While Jassy emphasizes culture, in the broader context there is a shift towards automation in Amazon operations. The company aims to automate 75% of its fulfillment network and has deployed more than a million robots worldwide.
These investments suggest the gradual substitution of capital for labor. Amazon’s workforce reaches 1.56 million in 2024; roughly unchanged from two years ago despite higher sales and production, but down from 1.6 million in 2021.
Store strategy
Fixing over-hiring during covid isn’t the only reset Amazon is making. Amazon is scaling back its direct grocery shopping experiment in brick-and-mortar retail. The company said it would close all 14 Amazon Fresh stores in the UK, signaling that it was abandoning a model that was not gaining traction.
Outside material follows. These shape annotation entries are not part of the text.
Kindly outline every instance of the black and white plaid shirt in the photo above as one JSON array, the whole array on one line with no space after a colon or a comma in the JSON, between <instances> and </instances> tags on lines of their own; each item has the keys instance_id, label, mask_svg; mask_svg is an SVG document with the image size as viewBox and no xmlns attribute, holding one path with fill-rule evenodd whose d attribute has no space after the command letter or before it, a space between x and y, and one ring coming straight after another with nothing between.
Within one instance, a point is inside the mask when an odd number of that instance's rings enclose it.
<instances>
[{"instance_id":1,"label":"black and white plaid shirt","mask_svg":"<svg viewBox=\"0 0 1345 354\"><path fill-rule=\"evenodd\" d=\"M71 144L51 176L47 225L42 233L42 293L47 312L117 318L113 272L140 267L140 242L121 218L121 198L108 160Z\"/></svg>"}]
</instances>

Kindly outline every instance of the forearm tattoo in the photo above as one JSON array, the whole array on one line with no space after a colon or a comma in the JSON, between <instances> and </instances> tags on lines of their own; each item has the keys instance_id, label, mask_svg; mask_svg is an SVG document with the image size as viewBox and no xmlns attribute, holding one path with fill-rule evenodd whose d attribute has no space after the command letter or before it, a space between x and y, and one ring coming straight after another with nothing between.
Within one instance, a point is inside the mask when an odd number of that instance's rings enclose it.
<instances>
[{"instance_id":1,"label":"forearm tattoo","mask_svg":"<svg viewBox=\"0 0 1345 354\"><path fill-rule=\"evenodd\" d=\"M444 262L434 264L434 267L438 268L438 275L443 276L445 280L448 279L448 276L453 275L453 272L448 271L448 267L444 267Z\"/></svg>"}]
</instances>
The focus is shifting to Whole Foods, where Amazon plans to expand locations and experiment with a smaller ‘everyday store’ format designed for urban markets. It is also directing its grocery efforts toward logistics, with an emphasis on same-day delivery of perishable items through Amazon.com.
This service currently reaches 1,000 US cities and coverage is expected to double by the end of 2025. Brick-and-mortar store revenue remained steady at approximately $5.6 billion per quarter.
While Amazon experiments and expands its business, it also regularly faces regulatory and legal hurdles. The Federal Trade Commission (FTC) settled its complaint about Prime subscriptions with a $2.5 billion charge that included $1 billion in penalties and $1.5 billion in refunds.
A separate antitrust lawsuit filed by the FTC and 18 states is pending, with a hearing expected in 2027. All of these challenges will test the sustainability of Amazon’s business bets.